Honey bees (Apis mellifera) are critically important to global food production by virtue of their pollination services. Worryingly, there is a well-recognised honey bee health crisis threatening bee populations and, thereby, global food security. Of particular note has been the spread of the external parasitic mite Varroa destructor from the Asian honey bee (Apis cerana) to a near global presence on the Western honey bee (A. mellifera) over the past 50 years. More recently, it has been recognized that the high lethality of Varroa infestation in a honey bee colony is not due to Varroa in isolation but due to its interaction with the deformed wing virus (DWV).

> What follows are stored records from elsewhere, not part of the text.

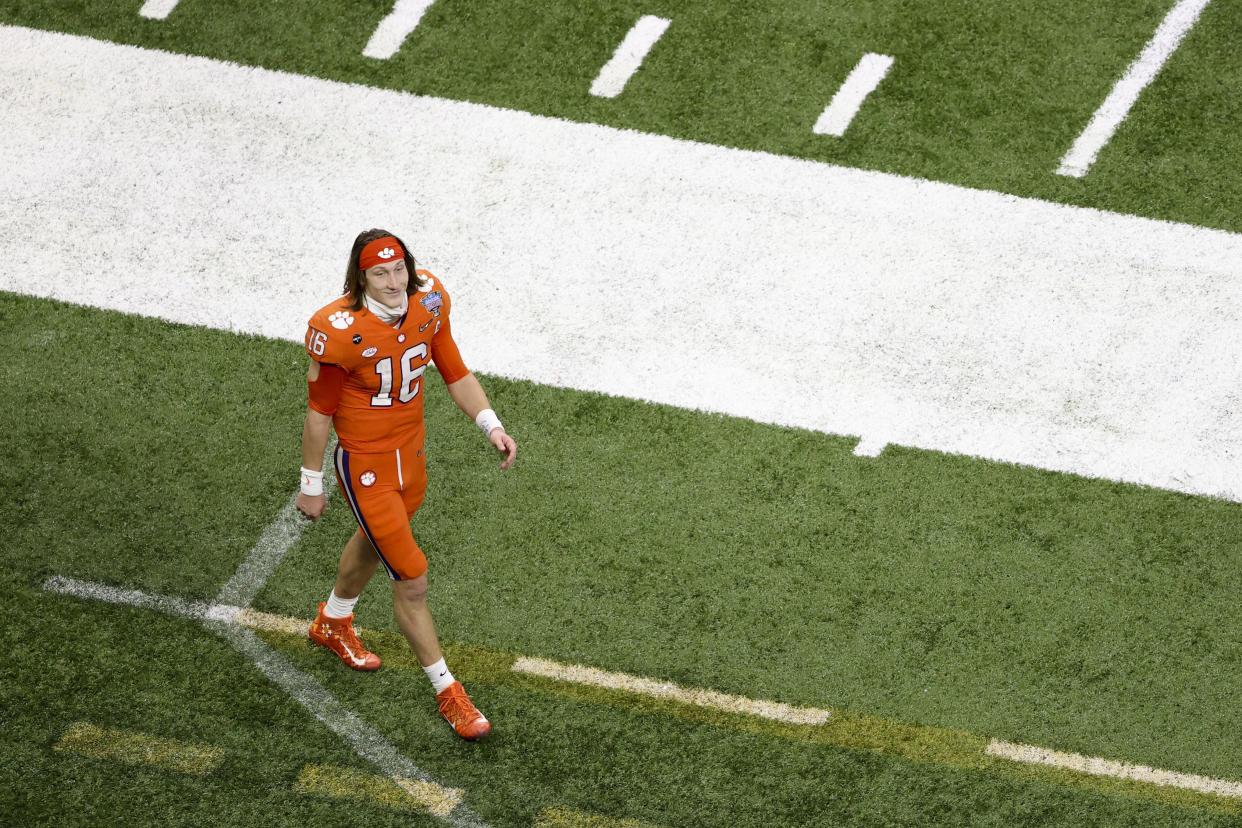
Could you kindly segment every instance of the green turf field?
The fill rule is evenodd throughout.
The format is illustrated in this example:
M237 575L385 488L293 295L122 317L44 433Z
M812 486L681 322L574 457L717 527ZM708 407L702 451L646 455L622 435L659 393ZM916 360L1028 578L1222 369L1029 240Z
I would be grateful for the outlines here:
M361 51L385 3L182 0L165 21L139 5L0 0L0 23L1242 230L1242 19L1220 0L1082 180L1053 170L1168 3L439 0L383 62ZM643 14L673 23L623 95L590 97ZM813 135L866 52L893 71L845 138ZM0 344L0 822L439 824L366 793L375 767L202 624L44 589L213 601L296 486L301 347L2 292ZM499 472L429 372L415 534L493 738L436 717L381 579L358 607L378 674L262 633L482 821L1242 825L1242 799L982 753L996 738L1242 780L1242 505L484 382L519 462ZM333 501L255 609L309 619L351 528ZM519 676L516 656L834 717L704 712ZM62 741L83 722L223 759L84 755ZM358 795L306 782L314 766Z
M59 574L211 600L288 500L300 348L7 294L0 314L13 357L5 637L21 654L0 682L6 809L50 823L85 802L105 821L150 803L138 821L151 824L345 818L356 805L296 779L307 764L366 763L224 642L41 589ZM913 450L859 458L840 438L491 378L523 440L502 474L429 387L433 485L416 531L442 635L495 738L465 745L434 716L382 582L359 607L387 633L379 674L268 637L484 818L1237 819L1227 800L938 747L997 737L1236 778L1237 504ZM309 617L349 531L341 505L257 609ZM489 651L829 707L839 729L521 680ZM52 750L78 721L226 758L200 779ZM913 726L964 735L928 737L911 760ZM409 816L364 807L376 824Z

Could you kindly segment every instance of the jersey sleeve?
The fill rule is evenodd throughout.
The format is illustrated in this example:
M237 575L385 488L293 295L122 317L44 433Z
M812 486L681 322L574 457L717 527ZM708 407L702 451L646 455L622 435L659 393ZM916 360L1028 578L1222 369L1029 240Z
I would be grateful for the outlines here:
M306 381L306 401L311 408L331 417L341 407L341 392L349 374L339 365L324 363L319 366L319 377Z
M419 271L419 275L431 279L431 290L440 294L442 304L437 320L440 324L436 327L435 335L431 337L431 361L436 364L436 370L440 372L445 385L452 385L470 373L461 358L461 351L457 349L457 343L453 341L453 326L450 321L453 302L440 280L425 270Z
M310 318L306 326L306 353L324 365L339 365L351 370L357 360L351 348L349 328L354 323L354 313L340 303L322 308Z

The maternal Varroa creates a bite site on the immature bee that does not heal, thus, allowing her offspring to feed from the communal feeding site for the rest of their development. During this biting and feeding the Varroa spit salivary bioactive compounds to the bite site preventing it from healing over, modulating the honey bee’s immune system and also transmitting deformed wing virus. The aim of the project is to elucidate the interaction of the Varroa-DWV-honey bee within the vicinity of the bite site and disseminating from there.
The project offers the student much scope for developing its direction as it progresses. A full programme of generic skill training is available. The project will provide training in insect immunology, acarology, modern molecular biology techniques (RNAseq, bioinformatics, gene knockdown, qPCR, in situ hybridization), virology, histology and basic bee husbandry.